AIDS 2018: The Story is Messy

Emily Bass is the Director: Strategy & Content at AVAC.

As the International AIDS Conference gets underway, AVAC is here with a look at what’s happened so far, what’s ahead and a reminder of the ways you can track the developments whether you are in Amsterdam or following from afar.

Actually, it’s one AVACer here, writing this initial update—Emily Bass—and in a departure from our usual update style, I am going to step out from behind the organizational “we”. Here’s why: On the eve of the official opening ceremony, it’s already clear that the story from Amsterdam is that ending epidemic levels of new HIV diagnoses depends on building services and societies that recognize individuals as wonderful, wild, weird, whole people, with more specificity, respect and rigor than ever before. It also depends on activism, nasty women and their male allies, everyone demanding change, refusing to play nice. We’ll feature further updates here and on Twitter throughout the week—but here’s one woman’s view of the meeting so far.

The most obvious messiness concerns the safety signal with dolutegravir (DTG), an antiretroviral with a magnificent resistance profile and minimal side effects that was and still is poised to be rolled out across sub-Saharan Africa.

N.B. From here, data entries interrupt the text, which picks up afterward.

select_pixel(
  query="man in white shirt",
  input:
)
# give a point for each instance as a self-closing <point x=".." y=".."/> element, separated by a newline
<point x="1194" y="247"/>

One of the conference’s first protests today—with a strong presence from AVAC’s COMPASS partners—centered on women’s right to access dolutegravir, even though a study in Botswana identified a possible relationship between the drug and a risk of a fetal abnormality known as neural tube defects.

The advocacy agenda for DTG exemplifies today’s complexity: women need to be given full information about the risks and benefits of DTG and alternative regimens; they need access to long-acting contraception if they desire it; they need to be able to set their priorities and have those matched by their health provider. Initial information about possible safety concerns with DTG led WHO to state that the drug was not recommended for women of reproductive age, a blanket statement that caused great concern about women’s right to choose their treatment options—at any age. At a satellite session today, WHO released updated ART recommendations that specify dolutegravir as first-line for women and adolescent girls with effective contraception or not of childbearing potential as well as pregnant women, from eight weeks after conception, breastfeeding and adolescent girls. The shift to language around “childbearing potential” versus “of reproductive age” was welcomed by advocates, as was the recognition of the need to give all women, as well as men, the choice to use this drug that is implicit in this recommendation.

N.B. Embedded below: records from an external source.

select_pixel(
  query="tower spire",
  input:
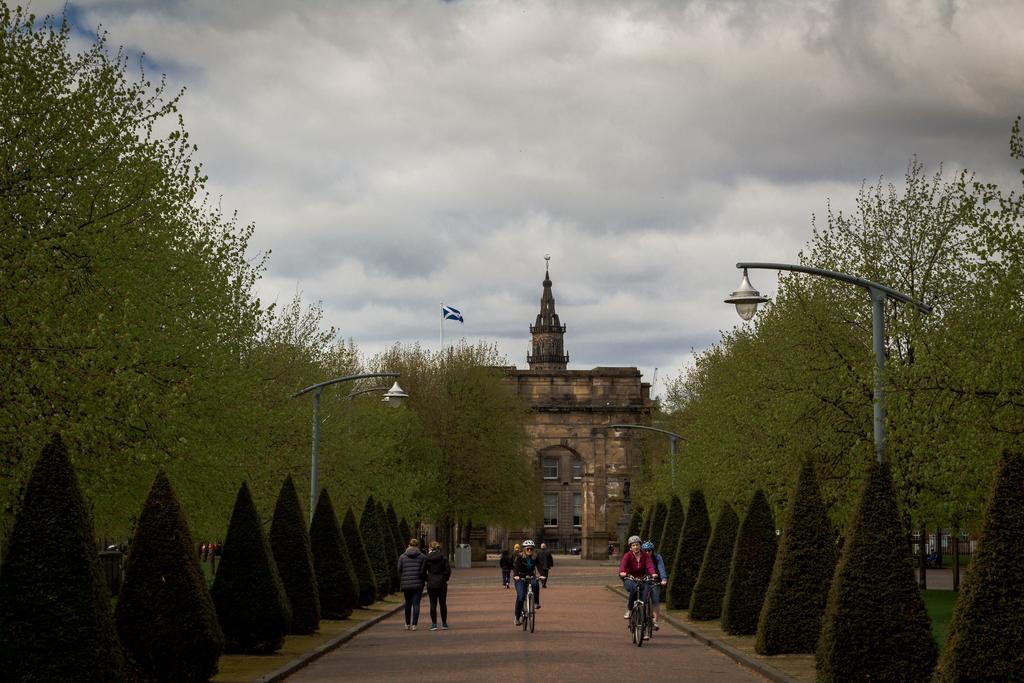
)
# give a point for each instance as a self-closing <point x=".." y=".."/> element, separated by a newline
<point x="548" y="332"/>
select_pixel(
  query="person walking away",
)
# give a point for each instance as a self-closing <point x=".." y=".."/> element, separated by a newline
<point x="523" y="569"/>
<point x="436" y="571"/>
<point x="663" y="577"/>
<point x="505" y="562"/>
<point x="411" y="578"/>
<point x="545" y="560"/>
<point x="635" y="565"/>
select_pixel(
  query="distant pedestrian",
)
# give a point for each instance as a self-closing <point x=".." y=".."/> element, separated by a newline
<point x="544" y="563"/>
<point x="411" y="582"/>
<point x="505" y="562"/>
<point x="436" y="571"/>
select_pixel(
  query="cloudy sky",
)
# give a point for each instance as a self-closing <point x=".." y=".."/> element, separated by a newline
<point x="396" y="155"/>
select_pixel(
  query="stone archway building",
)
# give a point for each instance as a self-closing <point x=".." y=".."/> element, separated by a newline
<point x="585" y="466"/>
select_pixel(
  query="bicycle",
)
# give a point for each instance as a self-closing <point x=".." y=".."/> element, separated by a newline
<point x="641" y="624"/>
<point x="528" y="616"/>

That’s a promising shift towards a woman-centered approach. It’s an approach that puts ART programs in the midst of the unfinished—perhaps not-even-started—business of integrating sexual and reproductive health and rights with HIV services. It is easy to say that DTG rollout can and should continue in the context of expanded contraceptive access—far harder to figure how this will happen. The challenges are serious: family planning and ART services are still frequently siloed; retrograde and misogynist US government policy is limiting what PEPFAR can provide or counsel; and unmarried women face tremendous stigma about accessing contraception in many countries, not to mention the enduring stigma associated with HIV.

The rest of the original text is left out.